London’s biggest business rates bills revealed

Home Office heads list with £12.5m bill, followed by Harrods and Citigroup’s tower in Canary Wharf
Inside Harrods Luxury Department Store...Egyptian-themed decor is seen as shoppers ride escalators inside Harrods luxury department store in London, U.K., on Monday, June 24, 2013. Harrods, which has more than 1 million square feet (90,000 square meters) of selling space, isn't concerned about the outlook for spending on luxury goods, Harrods Managing Director Michael Ward said. Photographer: Jason Alden/Bloomberg

The Home Office has been revealed to have the highest business rates bill in London, paying more than £12.5m a year on its Westminster headquarters and topping a list dominated by banks and luxury retailers.

Harrods’ flagship store in Knightsbridge has the second highest bill, followed by Citigroup’s tower in Canary Wharf, with both paying more than £12m a year, according to Valuation Office Agency data.

Four other banks, including the HSBC and Barclays towers in Canary Wharf, also feature in the top 10, alongside the BBC’s headquarters in Portland Place, Selfridges store on Oxford Street and the Ministry of Defence headquarters on Whitehall. All attract annual rates bills of more than £9m.

Politicians are under pressure to reform the UK’s business rates system, which calculates bills with a six-year delay, and has been criticised for charging high street shops more than online retailers.

Calculated as a percentage of rents, businesses outside the capital are stuck paying bills based on 2008 valuations even though rents have since fallen sharply in many areas.

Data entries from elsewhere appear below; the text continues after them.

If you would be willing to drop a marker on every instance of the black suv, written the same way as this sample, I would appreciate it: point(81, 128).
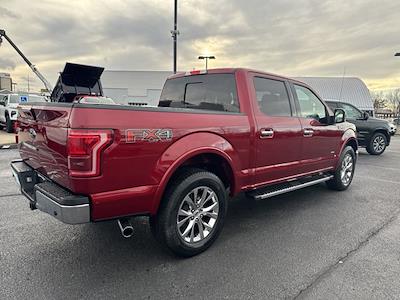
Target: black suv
point(372, 133)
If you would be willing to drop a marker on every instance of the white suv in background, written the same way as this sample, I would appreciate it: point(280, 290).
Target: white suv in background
point(8, 108)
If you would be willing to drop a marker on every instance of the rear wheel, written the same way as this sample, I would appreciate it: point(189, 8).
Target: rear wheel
point(344, 173)
point(9, 124)
point(377, 144)
point(192, 213)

Similarly, recent rent increases in the capital are not yet reflected, protecting London businesses from even higher bills.

“Any moves to overhaul the business rates system won’t happen quickly, particularly with an election in the way,” said Debbie Warwick, partner and head of rating at Daniel Watney, the property consultancy that compiled the research.

The government raises £26bn annually from the tax, which has very low collection costs, and controversially decided to delay a revaluation due in 2015 by two years. Last December, chancellor George Osborne capped the inflation linked rise in rates at 2 per cent a year and promised the system would be reviewed. This is due to report interim findings by the end of the year.

“Despite West End office rents now nearing £1,000 per square metre, most occupiers will not see any substantial increase in rates until after the 2017 revaluation,” Ms Warwick added.

The commercial properties included in the top 10 attract such high rateable values due to their size, quality and location in prime areas of central London. As bills are levied on individual occupiers, expensive new skyscrapers such as the so-called Walkie Talkie and the Cheesegrater do not feature in the ranking as they are let to multiple occupants.

In a bid to cut its record occupancy costs, the Home Office is already sharing its extensive Marsham Street offices with the Department for Communities and Local Government.

The research found that Arsenal paid the highest business rates of any London football club, with an annual bill of £3.3m on its Emirates stadium. The Bank of England’s Threadneedle Street home attracts an annual bill of more than £2.5m, and London’s most expensive car park was named as Westfield London in White City, which attracts a bill of just under £1m.